School Attendance: Fixed Penalty Notice Code of conduct
5.When may a penalty notice for absence be appropriate?
When a school becomes aware that the national threshold has been met, they must consider whether a penalty notice can and should be issued or not. The national threshold has been met when a pupil has been recorded as absent for 10 sessions (usually equivalent to 5 school days) within 10 school weeks1 , with one of, or a combination of the following codes:
code G (the pupil is absent without leave for the purpose of a holiday),
code N (the circumstances of the pupil’s absence have not yet been established),
code O (none of the other rows of Table 3 in regulation 10(3) of the School Attendance (Pupil Registration) (England) Regulations 2024 applies), and
(d) code U (the pupil attended after the taking of the register ended but before the end of the session, where no other code applies).
If repeated penalty notices are being issued and they are not working to change behaviour they are unlikely to be most appropriate tool.
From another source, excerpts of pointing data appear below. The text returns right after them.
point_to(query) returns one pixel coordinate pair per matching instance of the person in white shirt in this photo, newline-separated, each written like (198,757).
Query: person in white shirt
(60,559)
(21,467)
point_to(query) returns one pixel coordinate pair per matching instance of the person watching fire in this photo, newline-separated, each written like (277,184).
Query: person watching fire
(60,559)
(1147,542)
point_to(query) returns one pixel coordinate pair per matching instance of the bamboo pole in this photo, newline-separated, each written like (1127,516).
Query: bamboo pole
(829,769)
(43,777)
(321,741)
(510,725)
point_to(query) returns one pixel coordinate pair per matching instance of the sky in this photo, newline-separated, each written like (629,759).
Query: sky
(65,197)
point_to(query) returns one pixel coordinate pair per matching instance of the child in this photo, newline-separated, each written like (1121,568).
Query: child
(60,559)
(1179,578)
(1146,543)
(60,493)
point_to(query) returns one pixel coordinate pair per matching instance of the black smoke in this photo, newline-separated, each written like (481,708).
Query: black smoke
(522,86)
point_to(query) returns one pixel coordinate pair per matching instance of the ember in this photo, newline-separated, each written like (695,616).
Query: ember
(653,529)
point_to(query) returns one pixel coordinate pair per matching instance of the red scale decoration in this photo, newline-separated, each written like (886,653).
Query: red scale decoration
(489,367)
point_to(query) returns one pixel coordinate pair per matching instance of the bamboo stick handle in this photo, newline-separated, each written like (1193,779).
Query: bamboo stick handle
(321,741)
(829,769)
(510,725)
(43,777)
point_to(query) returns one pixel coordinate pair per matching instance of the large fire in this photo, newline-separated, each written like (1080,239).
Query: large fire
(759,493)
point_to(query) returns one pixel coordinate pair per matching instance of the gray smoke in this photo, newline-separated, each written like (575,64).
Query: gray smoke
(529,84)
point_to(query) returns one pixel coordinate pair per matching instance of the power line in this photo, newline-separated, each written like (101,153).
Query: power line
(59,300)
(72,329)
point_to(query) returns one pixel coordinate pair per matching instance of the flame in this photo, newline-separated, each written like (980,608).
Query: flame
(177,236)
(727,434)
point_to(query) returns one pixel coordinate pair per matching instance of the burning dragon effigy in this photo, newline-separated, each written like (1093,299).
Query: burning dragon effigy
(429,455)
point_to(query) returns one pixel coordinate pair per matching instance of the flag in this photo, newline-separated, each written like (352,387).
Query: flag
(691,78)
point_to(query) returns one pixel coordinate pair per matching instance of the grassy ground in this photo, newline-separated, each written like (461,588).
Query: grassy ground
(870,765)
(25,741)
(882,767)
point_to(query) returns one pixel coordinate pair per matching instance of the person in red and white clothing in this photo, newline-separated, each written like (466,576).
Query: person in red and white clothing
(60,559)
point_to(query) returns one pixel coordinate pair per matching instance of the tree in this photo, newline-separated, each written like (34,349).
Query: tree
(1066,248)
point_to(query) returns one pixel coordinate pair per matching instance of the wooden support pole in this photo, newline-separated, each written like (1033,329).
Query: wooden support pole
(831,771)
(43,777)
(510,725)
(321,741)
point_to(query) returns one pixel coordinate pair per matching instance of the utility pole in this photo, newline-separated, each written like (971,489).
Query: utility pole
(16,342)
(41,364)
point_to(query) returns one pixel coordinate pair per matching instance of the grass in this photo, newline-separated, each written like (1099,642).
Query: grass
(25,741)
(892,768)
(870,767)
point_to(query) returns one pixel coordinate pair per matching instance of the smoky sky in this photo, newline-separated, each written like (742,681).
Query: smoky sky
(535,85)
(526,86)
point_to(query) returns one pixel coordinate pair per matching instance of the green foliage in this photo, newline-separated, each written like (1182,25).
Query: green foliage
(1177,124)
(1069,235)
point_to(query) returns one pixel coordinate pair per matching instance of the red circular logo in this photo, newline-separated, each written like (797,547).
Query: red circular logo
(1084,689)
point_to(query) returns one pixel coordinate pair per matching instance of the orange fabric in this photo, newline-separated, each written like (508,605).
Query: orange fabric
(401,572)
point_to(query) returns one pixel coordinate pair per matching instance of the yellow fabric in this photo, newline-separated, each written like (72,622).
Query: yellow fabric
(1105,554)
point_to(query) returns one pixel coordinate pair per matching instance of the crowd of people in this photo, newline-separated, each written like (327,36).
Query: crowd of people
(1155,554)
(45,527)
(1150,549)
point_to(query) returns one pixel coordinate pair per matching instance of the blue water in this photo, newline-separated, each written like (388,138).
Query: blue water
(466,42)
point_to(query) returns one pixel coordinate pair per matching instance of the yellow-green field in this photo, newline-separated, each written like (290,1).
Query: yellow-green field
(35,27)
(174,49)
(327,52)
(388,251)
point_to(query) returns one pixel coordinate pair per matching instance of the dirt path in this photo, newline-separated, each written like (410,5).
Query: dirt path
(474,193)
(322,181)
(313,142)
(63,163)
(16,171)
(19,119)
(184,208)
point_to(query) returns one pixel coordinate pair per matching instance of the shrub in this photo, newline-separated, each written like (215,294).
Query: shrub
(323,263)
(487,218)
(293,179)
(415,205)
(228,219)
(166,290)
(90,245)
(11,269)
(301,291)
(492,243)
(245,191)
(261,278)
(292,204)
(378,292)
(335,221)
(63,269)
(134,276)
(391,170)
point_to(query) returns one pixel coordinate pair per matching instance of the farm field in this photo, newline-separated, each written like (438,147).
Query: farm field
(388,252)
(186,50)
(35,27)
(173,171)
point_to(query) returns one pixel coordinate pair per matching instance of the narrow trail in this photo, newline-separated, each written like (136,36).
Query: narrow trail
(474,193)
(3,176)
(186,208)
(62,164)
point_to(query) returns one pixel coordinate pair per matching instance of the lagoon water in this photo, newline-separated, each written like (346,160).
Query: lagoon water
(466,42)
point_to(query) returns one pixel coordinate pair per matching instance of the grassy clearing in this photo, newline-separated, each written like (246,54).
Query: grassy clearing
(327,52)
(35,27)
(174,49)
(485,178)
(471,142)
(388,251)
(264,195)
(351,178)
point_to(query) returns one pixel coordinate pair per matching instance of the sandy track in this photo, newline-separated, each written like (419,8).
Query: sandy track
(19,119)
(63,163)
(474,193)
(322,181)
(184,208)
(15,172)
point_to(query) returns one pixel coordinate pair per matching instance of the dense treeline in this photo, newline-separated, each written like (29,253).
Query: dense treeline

The national framework for penalty notices sets out that a maximum of 2 penalty notices per child, per parent can be issued within a rolling 3-year period. If the national threshold is met for a third time (or subsequent times) within 3 years, another tool should be used.
Where the threshold is met for a third or subsequent time, within 3 years, then a decision will be made in the Local Authority School Attendance Panel as to what alternative action will be taken. This may include prosecution, an Education Supervision Order, an Attendance Contract, and/or support via an Early Help Assessment
For the purpose of the escalation process, previous penalty notices include those not paid (including where prosecution was taken forward if the parent pleaded or was found guilty) but not those which were withdrawn.